South Africa adopts antitrust measures in response to Covid-19
On 19 March 2020, Minister Patel, the South African Minister of Trade and Industry, adopted two antitrust measures as part of the response to the Covid-19 pandemic. In order to facilitate cooperation in the private healthcare sector, a block exemption has been adopted permitting conduct that would otherwise be contrary to the Competition Act. In addition, regulations have been adopted strengthening the ability of the Competition Commission (the Commission) and National Consumer Commission (NCC), the consumer protection agency, to tackle exploitative price hikes for essential products.
The block exemption and the regulations form part of South Africa’s concerted response to the Covid-19 pandemic since the South African President declared a national state of disaster on 15 March 2020. In order to implement these measures, the Commission has set up a dedicated team to fast-track the investigation and prosecution of any allegations of anti-competitive conduct during this period.
In an effective suspension of the requirements of the Competition Act, the block exemption permits cooperation between stakeholders at various levels of the private healthcare sector in order to ensure that there is adequate capacity and stocks at healthcare facilities throughout South Africa to respond to the Covid-19 national disaster. The block exemption covers hospitals and healthcare facilities, medical suppliers, medical specialists and radiologists, pathologists and laboratories, pharmacies and medical aid schemes.

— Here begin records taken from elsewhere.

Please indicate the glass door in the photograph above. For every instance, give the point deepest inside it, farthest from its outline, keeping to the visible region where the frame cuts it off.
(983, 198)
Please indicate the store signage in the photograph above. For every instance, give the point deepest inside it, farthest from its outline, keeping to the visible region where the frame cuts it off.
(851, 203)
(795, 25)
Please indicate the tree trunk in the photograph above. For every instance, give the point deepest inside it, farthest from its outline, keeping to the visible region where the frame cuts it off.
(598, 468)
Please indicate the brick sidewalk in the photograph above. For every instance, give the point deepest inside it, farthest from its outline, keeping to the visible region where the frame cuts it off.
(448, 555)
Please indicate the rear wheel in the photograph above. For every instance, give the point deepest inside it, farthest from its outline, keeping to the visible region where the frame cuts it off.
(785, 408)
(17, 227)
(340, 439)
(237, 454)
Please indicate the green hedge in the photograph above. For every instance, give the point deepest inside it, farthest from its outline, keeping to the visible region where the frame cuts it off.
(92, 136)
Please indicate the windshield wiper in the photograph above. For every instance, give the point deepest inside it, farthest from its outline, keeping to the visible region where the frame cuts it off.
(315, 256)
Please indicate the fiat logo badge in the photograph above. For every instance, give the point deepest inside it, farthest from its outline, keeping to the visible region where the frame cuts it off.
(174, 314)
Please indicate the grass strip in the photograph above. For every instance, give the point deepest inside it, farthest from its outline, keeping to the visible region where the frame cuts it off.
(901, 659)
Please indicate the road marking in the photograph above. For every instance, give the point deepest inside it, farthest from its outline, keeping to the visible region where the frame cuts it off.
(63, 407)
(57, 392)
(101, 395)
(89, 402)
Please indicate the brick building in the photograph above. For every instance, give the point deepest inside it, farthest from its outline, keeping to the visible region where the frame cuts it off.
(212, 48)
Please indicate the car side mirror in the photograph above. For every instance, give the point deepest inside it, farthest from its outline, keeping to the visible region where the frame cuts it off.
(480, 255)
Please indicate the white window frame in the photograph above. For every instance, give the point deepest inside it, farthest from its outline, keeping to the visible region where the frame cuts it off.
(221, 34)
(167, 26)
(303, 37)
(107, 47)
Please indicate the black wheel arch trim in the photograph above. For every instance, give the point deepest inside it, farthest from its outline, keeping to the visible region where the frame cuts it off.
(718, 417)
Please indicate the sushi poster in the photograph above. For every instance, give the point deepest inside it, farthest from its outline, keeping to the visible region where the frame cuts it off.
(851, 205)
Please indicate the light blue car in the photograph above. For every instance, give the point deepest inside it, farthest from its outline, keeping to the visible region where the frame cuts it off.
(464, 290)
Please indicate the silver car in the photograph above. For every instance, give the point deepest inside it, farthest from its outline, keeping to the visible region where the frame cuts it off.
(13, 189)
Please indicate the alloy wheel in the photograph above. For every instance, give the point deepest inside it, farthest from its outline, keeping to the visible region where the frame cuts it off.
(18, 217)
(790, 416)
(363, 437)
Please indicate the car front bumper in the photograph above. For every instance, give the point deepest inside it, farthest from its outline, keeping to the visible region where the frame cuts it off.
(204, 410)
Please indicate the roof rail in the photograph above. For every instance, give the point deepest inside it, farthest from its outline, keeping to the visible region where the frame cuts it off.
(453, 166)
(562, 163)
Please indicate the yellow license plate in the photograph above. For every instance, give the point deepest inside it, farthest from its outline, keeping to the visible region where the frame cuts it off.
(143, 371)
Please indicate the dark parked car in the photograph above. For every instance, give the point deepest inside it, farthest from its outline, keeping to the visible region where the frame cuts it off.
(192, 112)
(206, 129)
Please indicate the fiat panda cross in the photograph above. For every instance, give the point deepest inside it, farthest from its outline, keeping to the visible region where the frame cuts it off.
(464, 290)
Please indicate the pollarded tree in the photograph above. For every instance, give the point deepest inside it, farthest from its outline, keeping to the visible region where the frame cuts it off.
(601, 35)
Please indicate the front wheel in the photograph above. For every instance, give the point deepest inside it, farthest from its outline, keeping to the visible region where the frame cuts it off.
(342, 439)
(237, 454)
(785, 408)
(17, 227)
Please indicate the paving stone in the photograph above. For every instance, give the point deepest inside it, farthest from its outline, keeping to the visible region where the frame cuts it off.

The block exemption permits a range of conduct that would otherwise attract fines amounting to 10% of the annual turnover for a first time offender and 25% of annual turnover for a repeat offender. While the permitted conduct varies across the categories of stakeholders, in the main, the block exemption provides for coordination relating to stock availability and to procurement. For example, hospitals may coordinate on patient allocation based on their respective capacities, while medical aid schemes may cooperate to reduce the cost of diagnosis, tests and diagnostics, treatment and other preventative measures.
Cooperation is only permitted under the block exemption if it is at the request of, and in coordination with, the Department of Health and is for the sole purpose of responding to the Covid-19 pandemic. The block exemption does not allow any communication and agreements in respect of prices unless specifically authorised by the Minister of Health.
Simultaneous to the adoption of the block exemption, Minister Patel has adopted regulations designed to strengthen the ability of the Commission and the NCC to respond to incidences of exploitative pricing of basic food and consumer items, emergency products and services, medical and hygiene supplies, and emergency clean-up products and services
While the Competition Act already prohibits excessive pricing by dominant firms, the regulations specify that the Commission will, in particular, look at the average margin or mark-up of the goods and services for the three months prior to 1 March 2020 to determine whether any price hike is excessive. The regulations also empowers the NCC to use the same test to determine whether any price increases constitute unconscionable and unfair conduct for the purposes of the Consumer Protection Act.
In addition, the regulations require suppliers to develop and implement measures to ensure the equitable distribution to consumers or customers and to maintain adequate stocks of goods. These measures may include limiting the number of items of specified products (including basic food items, household products and personal hygiene products) that can be purchased by consumers.
Subject to the existing penalties under the Competition Act and the Consumer Protection Act, a breach of the regulations can lead to material sanctions including a fine of up to R 1 million (approx. USD 57,000), a fine of up to 10% of annual turnover and imprisonment for a period not exceeding 12 months.
Business operating in the affected sectors will need to carefully consider the impact of these developments. While the risks for suppliers of essential goods arising from the regulations are evident, businesses in the private healthcare sector will also need to ensure that any cooperation unambiguously falls within the scope of the block exemption. The Commission has indicated, in the strongest terms, that it will prioritise the investigation of any allegations.
The block exemption demonstrates the Commission’s willingness to adopt a flexible approach regarding the application of the Competition Act during the Covid-19 pandemic. Further thought should be given as to whether other sectors of the South African economy should also benefit from a block exemption to alleviate current challenges (e.g. supply chain of essential retail products).